Liptzin, Sol
LIPTZIN, SOL
LIPTZIN, SOL (1901–1995), literary scholar and educator. Leaving his native Satanov, Russia, as a boy, Liptzin was raised in the U.S. He taught at City College, New York, where he became professor of German in 1948 and served as chairman of the department of Germanic and Slavonic languages (1943–58). His interest in the mutual interaction of 19th-century German and English literature finds reflection in works such as Shelley in Germany (1924), and The English Legend of Heinrich Heine (1954). He also wrote Lyric Pioneers of Modern Germany (1928), Arthur Schnitzler (1932), and Richard Beer-Hofmann (1936). Liptzin turned his attention to Yiddish literature in Stories from Peretz (1947), Eliakum Zunser: Poet of His People (1950), The Flowering of Yiddish Literature (1963), and The Maturing of Yiddish Literature (1970).

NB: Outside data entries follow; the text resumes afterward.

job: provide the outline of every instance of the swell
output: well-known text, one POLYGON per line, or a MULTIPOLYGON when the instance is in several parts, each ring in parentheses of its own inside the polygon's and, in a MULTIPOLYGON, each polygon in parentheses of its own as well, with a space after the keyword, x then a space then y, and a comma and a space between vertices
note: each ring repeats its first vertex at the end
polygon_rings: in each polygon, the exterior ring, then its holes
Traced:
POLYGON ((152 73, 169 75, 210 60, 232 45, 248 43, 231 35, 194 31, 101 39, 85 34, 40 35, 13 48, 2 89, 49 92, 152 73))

His other works include Germany's Stepchildren (1945), on German-Jewish writers; and The Jew in American Literature (1966). Active in Jewish affairs, he was honorary president of the Jewish Book Council of America and editor of the Jewish Book Annual (1953–56). Liptzin was a visiting professor at Yeshiva University (1929–40) and, after settling in Israel in 1962, at Tel Aviv University (1962–63) and the Haifa Technion (1962–66). He was the Encyclopaedia Judaica departmental editor for German literature.